Evaluation of Recurrent Tripping Without Other Symptoms
Order a comprehensive neurological examination focusing on gait assessment, lower extremity motor strength, proprioception testing, and cerebellar function, followed by MRI of the brain and cervical/thoracic spine without IV contrast if any abnormalities are detected.
Initial Clinical Assessment
The patient's isolated symptom of recurrent tripping suggests either sensory ataxia (proprioceptive dysfunction) or cerebellar ataxia, requiring systematic evaluation to differentiate the underlying cause 1.
Essential Neurological Examination Components
Perform a focused neurological examination that includes:
- Gait assessment: Observe for wide-based gait (cerebellar), steppage gait (foot drop), or sensory ataxia patterns 2
- Lower extremity motor testing: Assess for weakness, particularly dorsiflexion strength that could cause foot drop 2
- Proprioception testing: Evaluate joint position sense and vibration sense in the lower extremities 2
- Cerebellar function: Test finger-nose coordination, rapid alternating movements, and heel-to-shin testing 2
- Tone assessment: Check for spasticity or rigidity in arms and legs 2
- Deep tendon reflexes: Evaluate all five major tendon reflexes and plantar responses 2
- Romberg test: Assess for sensory ataxia versus cerebellar dysfunction 1
Imaging Decision Algorithm
If Cerebellar Signs Are Present (ataxia, dysmetria, intention tremor):
Order MRI head without IV contrast as the primary imaging modality 1. This is the most appropriate test for evaluating cerebellar atrophy, posterior fossa lesions, or other cerebellar pathology 1. Consider MRI head without and with IV contrast if there is concern for demyelinating disease or mass lesions 1.
If Sensory/Proprioceptive Deficits Are Present (impaired position sense, vibration loss):
Order MRI cervical and thoracic spine without IV contrast 1. This evaluates for spinal cord pathology affecting the dorsal columns, such as cervical stenosis, myelopathy, or spinal cord atrophy 1. MRI cervical and thoracic spine without and with IV contrast may be appropriate if inflammatory or demyelinating conditions are suspected 1.

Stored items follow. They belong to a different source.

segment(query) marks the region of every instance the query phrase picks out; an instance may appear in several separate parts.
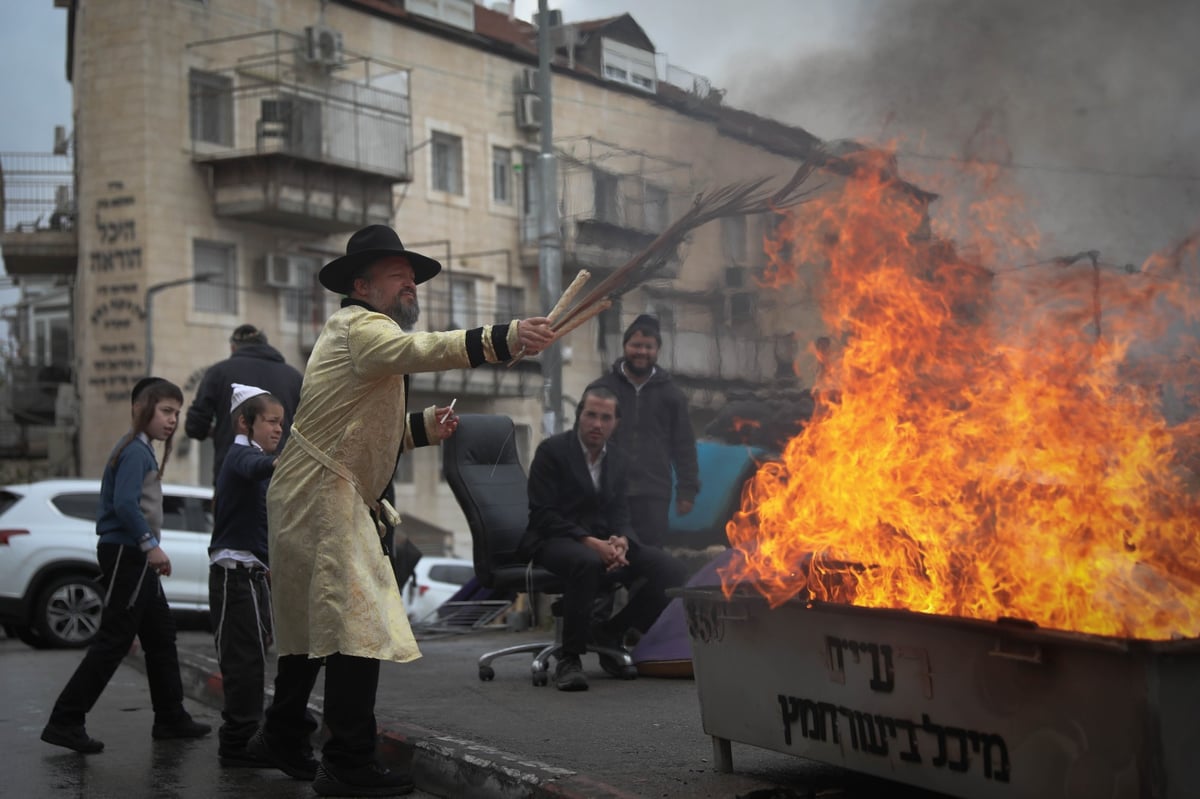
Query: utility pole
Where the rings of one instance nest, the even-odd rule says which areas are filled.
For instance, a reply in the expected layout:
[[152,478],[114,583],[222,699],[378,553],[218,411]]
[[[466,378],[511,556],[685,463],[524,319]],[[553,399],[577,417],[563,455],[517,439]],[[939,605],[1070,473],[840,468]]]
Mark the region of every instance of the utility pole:
[[[538,0],[538,96],[542,98],[542,149],[538,156],[538,277],[541,305],[554,307],[562,294],[562,239],[558,227],[558,176],[554,160],[554,114],[550,82],[550,12]],[[542,433],[562,429],[562,344],[542,352]]]

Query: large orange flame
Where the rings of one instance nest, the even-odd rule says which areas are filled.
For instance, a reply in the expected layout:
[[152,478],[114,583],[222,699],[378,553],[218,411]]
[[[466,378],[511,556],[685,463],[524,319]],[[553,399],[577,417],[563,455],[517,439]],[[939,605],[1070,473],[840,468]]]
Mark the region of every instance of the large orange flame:
[[1132,272],[984,268],[1013,240],[996,216],[948,244],[888,159],[860,155],[768,243],[768,282],[819,288],[833,344],[812,421],[728,525],[726,591],[1200,635],[1200,437],[1162,397],[1195,363],[1162,349],[1194,351],[1195,241]]

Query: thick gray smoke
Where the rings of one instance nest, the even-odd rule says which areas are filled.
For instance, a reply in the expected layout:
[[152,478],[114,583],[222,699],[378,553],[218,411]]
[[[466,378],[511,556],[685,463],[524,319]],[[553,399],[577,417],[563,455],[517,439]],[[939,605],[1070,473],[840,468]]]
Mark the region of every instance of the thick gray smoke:
[[1200,222],[1200,3],[848,3],[844,49],[789,51],[781,25],[717,77],[735,105],[827,139],[900,140],[906,174],[1012,166],[1048,255],[1140,263]]

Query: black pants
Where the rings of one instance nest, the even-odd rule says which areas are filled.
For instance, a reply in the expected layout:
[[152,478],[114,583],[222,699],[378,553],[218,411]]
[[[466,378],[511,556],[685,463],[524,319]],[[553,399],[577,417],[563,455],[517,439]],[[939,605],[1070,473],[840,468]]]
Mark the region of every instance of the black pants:
[[629,497],[629,523],[638,540],[652,547],[661,547],[667,537],[670,518],[670,497]]
[[83,724],[135,638],[141,641],[146,656],[155,722],[169,724],[187,716],[175,649],[175,618],[167,607],[158,573],[148,567],[145,553],[137,547],[98,544],[96,557],[106,594],[100,630],[54,703],[50,722]]
[[687,579],[685,567],[675,558],[657,547],[633,542],[626,555],[629,565],[611,572],[605,571],[604,561],[596,552],[573,538],[543,542],[533,559],[566,583],[562,598],[563,651],[573,655],[587,651],[592,605],[602,589],[645,579],[629,603],[605,623],[608,632],[620,636],[631,627],[641,632],[649,629],[670,601],[666,590]]
[[[322,750],[334,766],[357,768],[375,760],[375,692],[379,661],[335,653],[324,659],[325,726],[329,740]],[[267,708],[263,734],[291,751],[309,750],[308,736],[316,724],[308,699],[322,660],[307,655],[283,655],[275,675],[275,700]]]
[[265,569],[208,570],[208,603],[225,707],[221,751],[244,749],[263,714],[267,648],[271,645],[271,592]]

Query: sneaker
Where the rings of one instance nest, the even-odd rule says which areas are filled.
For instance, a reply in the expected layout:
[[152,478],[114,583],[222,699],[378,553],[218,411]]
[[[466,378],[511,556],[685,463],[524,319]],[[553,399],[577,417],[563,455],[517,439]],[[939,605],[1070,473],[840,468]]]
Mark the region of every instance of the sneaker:
[[217,749],[217,762],[225,768],[270,768],[258,755],[242,749]]
[[170,738],[203,738],[212,732],[208,724],[201,724],[188,715],[180,716],[174,721],[156,721],[150,728],[150,735],[156,741]]
[[378,763],[344,768],[322,762],[312,787],[317,796],[404,796],[412,793],[413,781]]
[[42,728],[42,740],[55,746],[74,749],[85,755],[94,755],[104,751],[104,743],[88,735],[82,724],[78,727],[70,727],[66,724],[50,722]]
[[312,782],[317,776],[317,767],[320,765],[312,756],[312,750],[305,748],[288,751],[286,748],[272,743],[271,739],[263,734],[261,727],[246,742],[246,753],[258,758],[267,766],[279,769],[293,779],[308,782]]
[[554,667],[554,686],[560,691],[586,691],[587,675],[579,655],[563,655]]

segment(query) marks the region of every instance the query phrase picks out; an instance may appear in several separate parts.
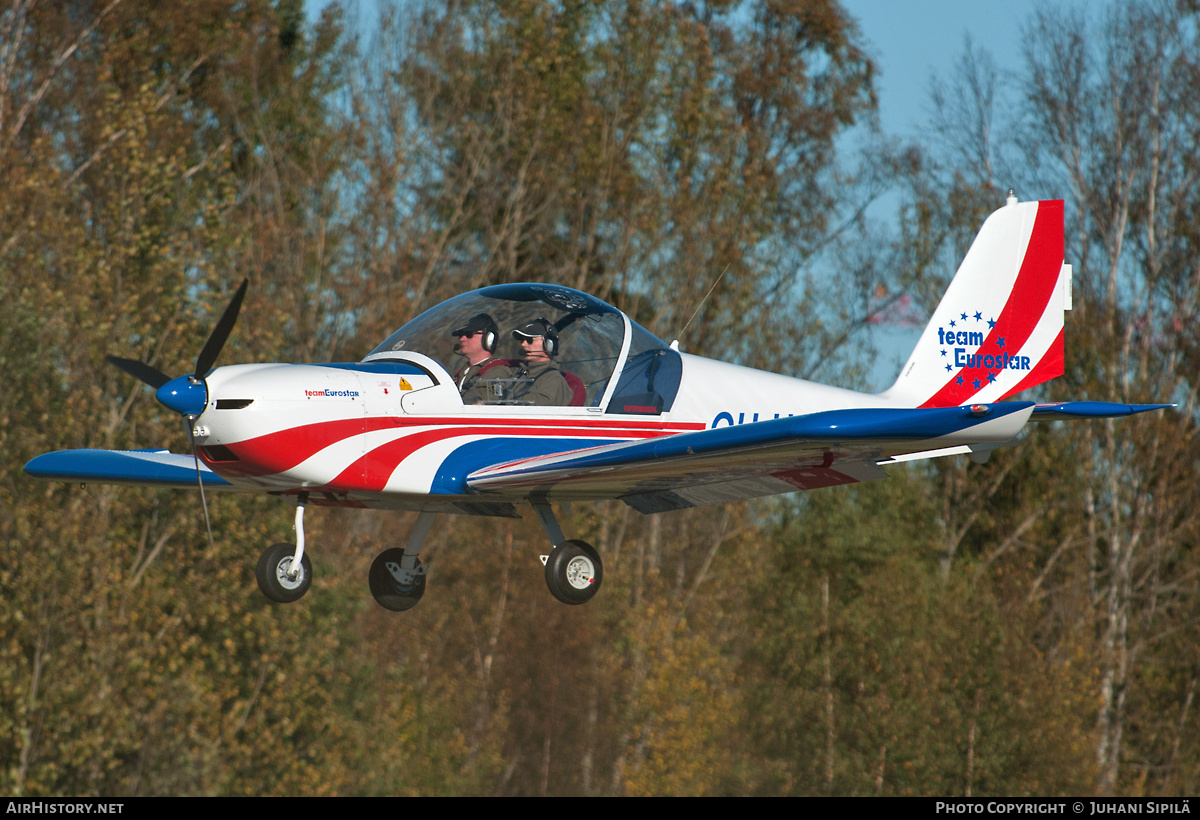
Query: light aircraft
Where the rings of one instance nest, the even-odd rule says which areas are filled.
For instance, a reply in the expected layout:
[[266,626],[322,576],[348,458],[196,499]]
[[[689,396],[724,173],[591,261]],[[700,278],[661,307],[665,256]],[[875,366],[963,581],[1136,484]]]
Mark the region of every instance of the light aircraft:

If Neurological Examination Is Normal:
In patients with normal neurological examination but persistent tripping, imaging has low diagnostic yield 1. However, if the patient has vascular risk factors (older age, hypertension, diabetes), consider MRI head without IV contrast to evaluate for subtle posterior circulation infarcts or small vessel disease 1.
Common Pitfalls to Avoid
- Do not order imaging without performing a thorough neurological examination first - the examination findings guide appropriate imaging selection 1
- Do not assume a benign cause - isolated gait disturbance can be the presenting symptom of serious neurological conditions including spinal cord compression, cerebellar degeneration, or posterior circulation stroke 1
- Do not overlook medication review - certain medications can cause ataxia or proprioceptive dysfunction 3
- Do not dismiss the complaint - recurrent falls significantly increase morbidity risk, particularly in older adults 4
Additional Considerations
If initial neurological examination and imaging are unrevealing but symptoms persist, consider:
- Vestibular function testing if there is any component of imbalance or disequilibrium 4
- Electromyography and nerve conduction studies if peripheral neuropathy is suspected based on examination findings 5
- Vitamin B12, folate, and thyroid function tests if metabolic causes of proprioceptive dysfunction are considered 1
The key is matching the imaging modality to the examination findings: cerebellar signs warrant brain MRI, while sensory/proprioceptive deficits warrant spine MRI 1.